Der Haushalt der Erzdiözese München und Freising für das Jahr 2005
Wirtschaftliche Basis für Glaubensverkündigung, Seelsorge, caritative und soziale Dienste
Bericht des Erzbischöflichen Finanzdirektors,
Domkapitular Dr. Sebastian Anneser
Ein geordneter Haushalt:
Voraussetzung zur Finanzierung der Aufgabenvielfalt
Der Haushalt der Erzdiözese wird wesentlich durch die Kirchensteuer geprägt. Knapp 88 % der Erträge, insgesamt rd. 339 Mio. Euro werden von Steuerbeiträgen der Kirchenmitglieder im Jahr 2005 erwartet. Die Kirchensteuer ist damit Hauptfinanzierungsquelle der kirchlichen Aufgaben im Diözesangebiet. Zur Förderung des Grundverständnisses möchte ich zunächst einen kurzen Überblick zu dieser Steuer geben.
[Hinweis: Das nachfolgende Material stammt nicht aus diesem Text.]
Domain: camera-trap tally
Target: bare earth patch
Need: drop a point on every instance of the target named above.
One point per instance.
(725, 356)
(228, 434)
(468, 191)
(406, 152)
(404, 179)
Die Kirchensteuer ist keine Erfindung der Kirche. Als nach der Säkularisation zu Beginn des 19. Jahrhunderts die Aufgaben der Kirche mit zunehmender Industrialisierung und steigender Bevölkerungszahl wuchsen, waren es die staatlichen Organe, die diese Steuer zur Finanzierung der kirchlichen Aufgaben einführten.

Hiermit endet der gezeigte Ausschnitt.